Dalla relazione della Gdf di Oristano, infine, secondo Diddi emerge un «fatto inquietante», il ritrovamento della registrazione di una telefonata tra il card. Becciu e papa Francesco il 24 luglio 2021, tre giorni prima dell'apertura del processo in Vaticano e una decina di giorni dopo l'uscita del Papa dal Gemelli dopo il suo intervento chirurgico al colon. «In Piazza del Sant'Uffizio sono presenti, oltre a Becciu, la Zambrano e una terza persona non identificata».

Dall'audio si ascolta Becciu lamentarsi col Papa: «Lei mi ha già condannato, è inutile che faccia il processo!». Il porporato parla dei soldi versati su indicazione di Cecilia Marogna – suora colombiana rapita nel 2017 in Mali – all'agenzia britannica Inkerman per la liberazione della suora colombiana rapita da jihadisti in Mali. «Per il riscatto - ha osservato Diddi - Becciu chiede al Papa di confermargli che c'era stata la sua autorizzazione a versare i soldi alla Inkerman. Nelle sue dichiarazioni, il cardinale ha detto che il Papa era al corrente, invece nella telefonata il Santo Padre resta perplesso. D'altra parte era da poco uscito dal suo ricovero, era affaticato».

Il presidente del tribunale ha ordinato ai giornalisti di lasciare l'aula durante la riproduzione della registrazione, in quanto non era stata ancora formalmente ammessa come prova. Suor Gloria Cecilia Narvaez è stata rapita da al-Qaeda nel Maghreb islamico, che aveva finanziato la sua insurrezione sequestrando occidentali. Durante la sua prigionia, il gruppo mostrava periodicamente Narvaez in video chiedendo l'aiuto del Vaticano. Becciu aveva detto alla corte il 5 maggio di aver sollevato la sua situazione con Francesco e che il pontefice aveva accettato di spendere fino a 1 milione di euro per assumere la ditta britannica, Inkerman Group, per trovare la suora e assicurarsi la sua libertà. Alla fine è stata rilasciata l'anno scorso e ha incontrato il Papa.
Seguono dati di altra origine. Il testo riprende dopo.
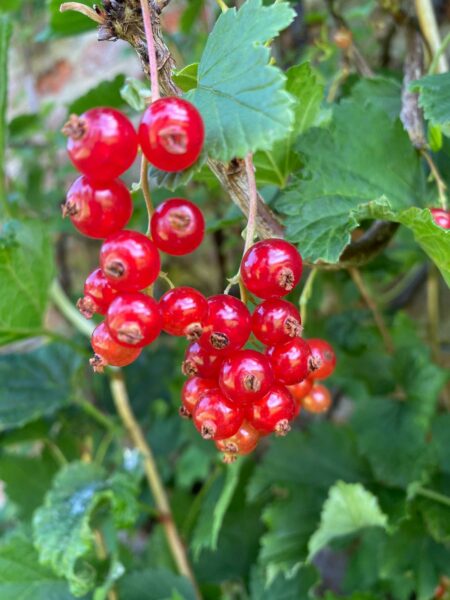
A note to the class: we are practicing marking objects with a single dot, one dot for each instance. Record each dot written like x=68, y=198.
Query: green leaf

La legge vaticana non prevede che il Papa venga interrogato durante un processo penale, ma gli avvocati della difesa hanno detto che vogliono chiedergli cosa sa delle varie decisioni finanziarie, e hanno affermato che la registrazione ha rafforzato la loro tesi secondo cui la testimonianza del Papa è fondamentale per il processo.

Il resto dell'udienza è stato dedicato oggi all'interrogatorio del testimone d'accusa mons. Alberto Perlasca, ex capo dell'Ufficio amministrativo nonché parte civile nel processo, testimonianza che continuerà domani con l'esame da parte delle difese.